While Siena has three open scholarships for next season, the core of next season’s Saints is already built. Maciariello wants that group to play faster than it did last season when it walked the ball up the court every possession, but he mostly wants to utilize his returning players in the same manner that Christian did during the 2018-19 season.
That means the ball will stay in Pickett’s hands a lot — and, realistically, even more during crunch time than it was last season.
“Jalen has to be more dominant late in games,” Maciariello said.
It means that Seymour, a 6-foot-9 forward who made more than four times as many 3-pointers as he grabbed rebounds, will continue to fire away from downtown.
“I’m not concerned with Sloan’s rebounding,” said Maciariello, who added he’d like to find more ways to use Seymour offensively than just as a catch-and-shoot option. “He’s such a weapon.”
And that Manny Camper will continue in his largely positionless role for the Saints.
“I love Manny’s versatility,” Maciariello said. “I love having him on the floor because he plays hard every single second he’s on the floor.”

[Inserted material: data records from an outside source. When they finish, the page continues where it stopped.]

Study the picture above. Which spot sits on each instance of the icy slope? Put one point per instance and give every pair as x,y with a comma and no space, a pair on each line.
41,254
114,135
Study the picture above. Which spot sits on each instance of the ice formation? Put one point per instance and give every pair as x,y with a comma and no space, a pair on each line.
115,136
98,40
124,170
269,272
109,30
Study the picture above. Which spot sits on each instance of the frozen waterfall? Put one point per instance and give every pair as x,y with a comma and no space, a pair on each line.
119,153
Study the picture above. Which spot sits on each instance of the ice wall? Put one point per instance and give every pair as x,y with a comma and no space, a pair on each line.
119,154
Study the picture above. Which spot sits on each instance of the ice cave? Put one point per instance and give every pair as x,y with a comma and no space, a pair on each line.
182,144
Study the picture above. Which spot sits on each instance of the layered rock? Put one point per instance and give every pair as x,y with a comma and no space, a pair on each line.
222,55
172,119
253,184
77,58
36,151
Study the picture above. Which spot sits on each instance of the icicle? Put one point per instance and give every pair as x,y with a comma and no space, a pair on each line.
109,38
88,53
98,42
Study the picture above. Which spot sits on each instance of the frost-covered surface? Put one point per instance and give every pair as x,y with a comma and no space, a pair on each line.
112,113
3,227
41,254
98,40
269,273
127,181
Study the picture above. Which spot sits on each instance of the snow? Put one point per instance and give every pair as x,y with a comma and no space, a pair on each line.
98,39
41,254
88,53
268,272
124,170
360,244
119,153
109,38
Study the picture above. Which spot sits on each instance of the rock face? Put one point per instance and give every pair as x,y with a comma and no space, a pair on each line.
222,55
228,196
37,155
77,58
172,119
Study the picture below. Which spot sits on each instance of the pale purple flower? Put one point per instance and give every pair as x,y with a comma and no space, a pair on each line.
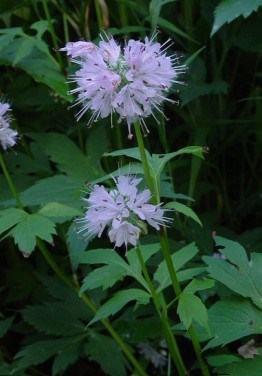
7,135
122,210
132,81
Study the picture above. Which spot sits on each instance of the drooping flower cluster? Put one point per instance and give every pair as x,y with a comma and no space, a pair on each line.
122,210
7,135
132,82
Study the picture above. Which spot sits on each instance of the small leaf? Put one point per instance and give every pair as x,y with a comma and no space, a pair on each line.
190,308
31,227
57,210
199,284
119,300
232,319
181,208
228,10
236,272
10,217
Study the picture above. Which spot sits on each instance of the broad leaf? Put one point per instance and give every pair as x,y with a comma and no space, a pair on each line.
10,217
181,208
119,300
190,308
54,318
228,10
232,319
31,227
237,272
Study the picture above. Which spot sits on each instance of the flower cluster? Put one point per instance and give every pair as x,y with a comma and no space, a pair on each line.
123,210
131,82
7,135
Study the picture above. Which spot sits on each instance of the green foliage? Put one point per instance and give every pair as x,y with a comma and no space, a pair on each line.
237,272
228,10
232,319
119,300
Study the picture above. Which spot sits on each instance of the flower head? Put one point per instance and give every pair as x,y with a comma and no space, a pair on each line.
7,135
132,81
122,210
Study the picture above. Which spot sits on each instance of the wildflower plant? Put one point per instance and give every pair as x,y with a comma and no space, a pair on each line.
119,281
132,81
8,136
124,210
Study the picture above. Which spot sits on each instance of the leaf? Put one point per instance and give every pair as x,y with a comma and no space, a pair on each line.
53,318
190,308
40,351
117,266
107,353
59,212
179,259
232,319
31,227
10,217
23,50
199,284
247,367
5,325
76,245
60,188
105,277
181,208
119,300
174,29
229,10
38,64
237,272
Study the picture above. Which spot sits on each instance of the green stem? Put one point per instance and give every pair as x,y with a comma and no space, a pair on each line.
10,182
171,341
90,304
99,15
53,34
145,165
165,248
67,280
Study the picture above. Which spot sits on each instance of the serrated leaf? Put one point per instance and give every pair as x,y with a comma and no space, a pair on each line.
181,208
53,318
237,272
105,277
23,50
10,217
199,284
31,227
190,308
119,300
232,319
229,10
59,188
179,259
106,352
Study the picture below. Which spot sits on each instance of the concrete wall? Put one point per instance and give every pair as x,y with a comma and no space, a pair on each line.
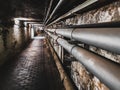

Even before considering how the program’s open scholarships could be used or the way incoming freshmen Lucas Sutherland and Kyle Young could factor into the Saints’ rotation, the team gains two significant players in Elijah Burns and Carey after that pair sat out for Siena during the 2018-19 season because of NCAA transfer rules. Maciariello sees Carey as someone capable of serving as the second playmaker Siena never developed last season, while the 6-foot-8 Burns is someone the coach sees gobbling up minutes in the team’s frontcourt.
“We want him doing that,” Maciariello said of Burns playing multiple positions. “We want other teams having to figure out how to guard him.”
Encouraging such versatility and playmaking, Maciariello said, is at the heart of how he wants to guide the Saints.
“At the end of the day,” Maciariello said, “being a players’ program is about being about them, and having them enjoy what we’re doing and letting them buy into it that way.”